Just across the Rio Grande from El Paso, Texas lies the city of Juárez, Mexico. It has been estimated that since 1993 over 400 young women have met a brutal death in this city of 1.3 million. In those years, as the body counts continued to rise, precious few of these cases were ever solved and the phenomenon of lost souls became knows as Las Muertas de Juárez or The Dead Woman of Juárez. Although no one has really ever been prosecuted for the rape, murder and mutilation of these women, German director Ulli Lommel’s latest production is determined to show us who is responsible for committing these heinous acts.

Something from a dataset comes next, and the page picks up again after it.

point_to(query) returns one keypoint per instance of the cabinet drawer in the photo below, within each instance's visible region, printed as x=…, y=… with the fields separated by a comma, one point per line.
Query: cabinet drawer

It’s no secret that I’m not Ulli Lommel’s greatest fan. But, after a self-imposed moratorium covering his thrice-yearly productions (Oh, I still watch everyone, I just can’t come up with that many new ways to say “crap” all the time), I’ve decided to give my thoughts on this latest film. The reason? Simple. Of all Lommel’s serial killer cash-ins, the story of Las Muertas de Juárez has fascinated me the most. I wish I could sit here and tell you that Lommel has some insight into this tale, but like the Zodiac (a subject the man has taken on twice already), there is just no definitive place to point a finger.
In BORDERLINE CULT, Lommel has set the films main location at the dusty desert home of three serial killers. It is this group that Lommel claims is responsible for the over 400 deaths—although the timeline for the atrocity is greatly shortened from 14-years down to two. Each of the killers offers a different service and what makes that interesting is that the film considers the lofty allegation that two members of the gang never actually commit the crimes; they are only responsible for the set-up and the clean-up. Begging the question whether— as in the case with one of the gang—that the sin of omission is as great as the sin of murder. It’s an interesting thought and one that a Director who cared in the least about subtext might have further explored, but, alas, Lommel is no such filmmaker.

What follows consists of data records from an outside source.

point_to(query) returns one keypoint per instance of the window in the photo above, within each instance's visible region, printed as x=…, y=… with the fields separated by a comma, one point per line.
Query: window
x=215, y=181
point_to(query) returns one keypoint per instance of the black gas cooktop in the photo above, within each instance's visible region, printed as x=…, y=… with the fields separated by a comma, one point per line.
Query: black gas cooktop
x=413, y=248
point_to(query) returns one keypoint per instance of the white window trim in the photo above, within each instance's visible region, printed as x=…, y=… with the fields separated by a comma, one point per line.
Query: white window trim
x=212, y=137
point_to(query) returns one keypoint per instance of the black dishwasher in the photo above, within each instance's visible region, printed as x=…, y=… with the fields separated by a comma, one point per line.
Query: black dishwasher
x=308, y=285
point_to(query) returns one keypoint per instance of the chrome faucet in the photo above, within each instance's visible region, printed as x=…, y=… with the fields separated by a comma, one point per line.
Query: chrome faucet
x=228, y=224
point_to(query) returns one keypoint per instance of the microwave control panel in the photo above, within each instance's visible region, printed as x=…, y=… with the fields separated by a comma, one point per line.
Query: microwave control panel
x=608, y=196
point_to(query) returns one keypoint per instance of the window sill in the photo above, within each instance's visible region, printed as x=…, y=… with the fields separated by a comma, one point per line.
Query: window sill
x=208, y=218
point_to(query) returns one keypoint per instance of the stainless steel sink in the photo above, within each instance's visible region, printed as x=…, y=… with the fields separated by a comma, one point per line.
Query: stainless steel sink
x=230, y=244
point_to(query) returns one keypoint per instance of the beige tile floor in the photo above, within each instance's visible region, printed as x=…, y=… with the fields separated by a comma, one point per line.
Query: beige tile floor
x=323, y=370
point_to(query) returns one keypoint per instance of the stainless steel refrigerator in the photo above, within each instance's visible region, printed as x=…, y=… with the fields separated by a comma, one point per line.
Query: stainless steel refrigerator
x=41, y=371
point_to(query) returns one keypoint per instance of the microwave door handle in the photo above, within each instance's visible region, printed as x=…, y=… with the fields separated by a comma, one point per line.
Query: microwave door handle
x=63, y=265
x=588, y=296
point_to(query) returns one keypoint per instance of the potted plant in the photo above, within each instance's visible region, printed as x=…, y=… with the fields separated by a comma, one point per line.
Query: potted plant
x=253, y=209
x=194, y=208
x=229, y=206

Christian Behm—a veteran of Lommel’s films, having been in five others and serving, as Assistant Director on three—is the main killer. He’s the one responsible for all the nasty knife action—sometimes he uses as pair of vice grips too, for a little variation. He’s also the one who gets the loving-close-up-attention-details that Lommel lavishes on all his murders in all his films. Behm gets to lick, sniff and—in painfully long takes—kiss the dead lips of his victim’s bloody faces. It’s all downright uncomfortable to watch.
Elissa Dowling and Patrick Faucette seem like neophytes compared to Behm—having each appeared in only two other Lommel productions respectively. Dowling is responsible for bringing the prey back to the lair. She convinces obviously oblivious girls that she wants them for sex, for photography, for a horror film she’s shooting, for a ride home after staging an attack, and in once instance of kismet, simply by offering some lemonade to a lost hiker who winds up on the doorstep to hell. Faucette is an entirely different monster. His job is simple, he digs the graves. Other than that he has little to do except scarily flirt with a dancing girl that Dowling is keeping captive in the trio’s chicken coop. Of all the actors Faucette is the wild card, whose backstory is ripe for further—and unfortunately nonexistent—probing.

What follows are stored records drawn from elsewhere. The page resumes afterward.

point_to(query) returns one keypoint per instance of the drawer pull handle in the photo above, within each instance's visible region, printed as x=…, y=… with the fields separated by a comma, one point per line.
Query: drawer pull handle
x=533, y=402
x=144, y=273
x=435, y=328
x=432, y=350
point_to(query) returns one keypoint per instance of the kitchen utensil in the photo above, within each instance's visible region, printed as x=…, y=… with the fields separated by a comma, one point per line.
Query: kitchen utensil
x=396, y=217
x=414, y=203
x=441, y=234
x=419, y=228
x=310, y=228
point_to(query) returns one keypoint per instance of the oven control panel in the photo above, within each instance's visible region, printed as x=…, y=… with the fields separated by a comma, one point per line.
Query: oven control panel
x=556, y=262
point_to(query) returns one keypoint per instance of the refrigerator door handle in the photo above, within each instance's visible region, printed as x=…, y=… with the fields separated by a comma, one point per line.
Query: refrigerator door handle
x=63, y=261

All the trademarks of Lommel’s films are on display here once again. It’s grade school acting, cinematography that is little more than “weird camera angles” and “added grain” and the idea that plot progression means moving from one murder to the next—periodically breaking with the tried-and-true killings to stop and chat with each of the killers in extended monologue sequences that are designed to give insight but really just slow the already sluggish film down to a mind numbing crawl. The only reprieve that dedicated Lommel viewers get this time around is the set.
As a general rule of thumb, a Ulli Lommel film has little more than two or three main locations. And while nothing has changed with BORDERLINE CULT in terms of quantity, the quality has increased exponentially as Lommel abandons his signature Bedroom/Bar/Vacant Building for the vastness of the desert and a few other various spots around the bordertown. In fact, compared to Lommel’s last film: THE TOMB, BORDERLINE CULT feels like LAWRENCE OF ARABIA in terms of its scope. Perhaps this is the only reason that through the relentless repetition of death upon death, I never once felt like gouging my own eyes out—an emotion that I entertained more than once as I sat though BTK KILLER and GREEN RIVER KILLER (Especially GREEN RIVER KILLER!)
It would go against everything I believe in on a personal level to recommend this film to anyone with any semblance of taste. However, if you’ve seen something/anything, by this unstoppable force of nature and you do happen upon BORDERLINE CULT at a video store, or accidentally take it home because the case has been slyly slipped behind the cover box some innocuous fare like NORBIT, then at least you can rest assured, it’s far from the worst he’s capable of. That film, if you’re keeping score is…GREEN RIVER KILLER (Got it!!!?)